Earlier in the pandemic, the Washington Department of Health offered National Guard and state Department of Licensing workers who were trained to do contact tracing to various health districts and departments. Spokane has more robust public health staff compared to many counties around the state. A handful of counties in Eastern Washington have joint health districts that cover lots of geographical ground, like in the Northeast Tri-County Health District or the Benton-Franklin Health District. Other counties, which are smaller in population, have equally small public health staff. When the pandemic began, the state department of health offered support to many smaller jurisdictions.
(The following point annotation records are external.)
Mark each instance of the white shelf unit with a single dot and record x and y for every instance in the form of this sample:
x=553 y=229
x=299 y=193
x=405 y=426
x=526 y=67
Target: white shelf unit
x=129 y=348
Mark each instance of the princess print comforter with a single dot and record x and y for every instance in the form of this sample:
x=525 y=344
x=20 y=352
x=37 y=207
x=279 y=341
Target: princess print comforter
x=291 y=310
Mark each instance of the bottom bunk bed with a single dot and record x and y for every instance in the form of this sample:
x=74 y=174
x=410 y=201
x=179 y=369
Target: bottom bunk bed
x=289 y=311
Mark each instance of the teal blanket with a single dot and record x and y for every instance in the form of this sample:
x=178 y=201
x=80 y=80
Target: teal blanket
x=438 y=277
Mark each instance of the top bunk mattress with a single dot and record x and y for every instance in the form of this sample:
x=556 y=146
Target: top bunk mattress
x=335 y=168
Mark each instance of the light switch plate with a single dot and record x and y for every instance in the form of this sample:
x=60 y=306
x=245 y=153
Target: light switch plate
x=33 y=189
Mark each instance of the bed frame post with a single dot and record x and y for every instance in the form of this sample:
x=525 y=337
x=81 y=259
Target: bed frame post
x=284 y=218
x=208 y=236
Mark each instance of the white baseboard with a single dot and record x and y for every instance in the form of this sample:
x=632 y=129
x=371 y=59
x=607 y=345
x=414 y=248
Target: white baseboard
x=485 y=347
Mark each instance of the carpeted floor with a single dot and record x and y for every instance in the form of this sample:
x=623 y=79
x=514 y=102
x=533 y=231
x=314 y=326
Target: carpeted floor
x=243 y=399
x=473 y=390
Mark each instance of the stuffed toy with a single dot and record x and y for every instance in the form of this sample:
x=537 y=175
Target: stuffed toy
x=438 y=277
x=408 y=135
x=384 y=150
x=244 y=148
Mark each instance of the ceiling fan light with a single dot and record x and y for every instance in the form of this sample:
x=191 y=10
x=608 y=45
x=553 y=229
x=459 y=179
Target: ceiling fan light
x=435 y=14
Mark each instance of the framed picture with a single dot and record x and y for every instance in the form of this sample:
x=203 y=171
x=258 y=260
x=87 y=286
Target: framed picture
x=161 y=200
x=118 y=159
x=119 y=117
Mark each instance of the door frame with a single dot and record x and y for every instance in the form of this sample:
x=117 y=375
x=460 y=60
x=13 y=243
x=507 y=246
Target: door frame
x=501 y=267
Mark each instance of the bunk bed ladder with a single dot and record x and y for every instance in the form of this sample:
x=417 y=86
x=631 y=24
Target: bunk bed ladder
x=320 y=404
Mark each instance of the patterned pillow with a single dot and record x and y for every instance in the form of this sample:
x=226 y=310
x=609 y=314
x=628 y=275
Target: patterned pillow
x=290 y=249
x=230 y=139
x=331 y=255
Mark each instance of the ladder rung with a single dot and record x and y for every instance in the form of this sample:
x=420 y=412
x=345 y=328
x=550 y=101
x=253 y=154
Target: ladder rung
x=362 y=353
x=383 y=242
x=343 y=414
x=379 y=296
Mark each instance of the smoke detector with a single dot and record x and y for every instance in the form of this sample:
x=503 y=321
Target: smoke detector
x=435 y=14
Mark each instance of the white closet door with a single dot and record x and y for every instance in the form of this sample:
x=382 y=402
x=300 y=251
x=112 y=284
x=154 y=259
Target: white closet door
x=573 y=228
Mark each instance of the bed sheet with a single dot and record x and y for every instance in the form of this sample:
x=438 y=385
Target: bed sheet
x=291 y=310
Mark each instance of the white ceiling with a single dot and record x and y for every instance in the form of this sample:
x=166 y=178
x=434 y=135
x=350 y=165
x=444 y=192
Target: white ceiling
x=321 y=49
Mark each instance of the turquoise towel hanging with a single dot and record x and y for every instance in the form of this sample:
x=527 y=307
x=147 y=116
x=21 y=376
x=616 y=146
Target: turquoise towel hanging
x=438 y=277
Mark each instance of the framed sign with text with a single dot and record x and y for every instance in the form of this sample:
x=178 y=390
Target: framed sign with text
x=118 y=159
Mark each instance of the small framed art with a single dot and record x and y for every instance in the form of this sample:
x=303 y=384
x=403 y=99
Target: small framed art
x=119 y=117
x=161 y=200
State Secretary of Health John Wiesman said the state’s role was intended to be a temporary backup to local jurisdictions.
The state health department is looking for a more permanent fix for local health districts, however.
“We have been working towards building a more sustainable approach, which is a combination of funding local public health with resources to hire a number of contact investigators,” Wiesman told reporters July 15.
Wiesman said he is in discussions with the governor to look for funding opportunities to support local health jurisdictions to hire more contact tracers. He said many health departments initially used other staff that would typically do restaurant inspections.
As businesses and service reopened, however, many staff had to return to their primary job responsibilities for vital public health efforts like treating and tracing hepatitis cases, offering immunizations and tracking other infectious diseases.
“We know we’ve got to have this surge capacity because we can’t always know how many cases we will have,” Wiesman said. “One county might be harder hit than others, so we’ve been working to identify a contractor for surge capacity.”
Earlier in 2020, when the “Stay Home, Stay Healthy” order was in effect, a person testing positive might have one or two close contacts, or maybe just have contact with people in their household. This made contact tracing, once it began, much easier.
Today, the list of a person’s close contacts can be quite lengthy, especially if they have been socializing with more than five people outside their household a week, as Phase 2 requirements dictate. A close contact is a person who is within a 6-foot perimeter for 15 minutes.
The magnitude of contacts per confirmed case quickly overwhelmed the Spokane Regional Health District a few weeks into Phase 2.
When 98 cases are confirmed on one day, that means at least 98 additional people need to be contacted if each person who tested positive had contact with just one other person. With summer gatherings and businesses opening up, a list of contacts could be as long as 30 people, Induni said.
The goal is for Public Health Institute staff to conduct active daily monitoring, checking in with contacts on a daily basis until they no longer need to be in isolation or quarantine. There are ways to be in contact without being called, like receiving texts, or using other technology to do follow-ups.
Lutz said Public Health Institute teams will likely begin their tracing work this week.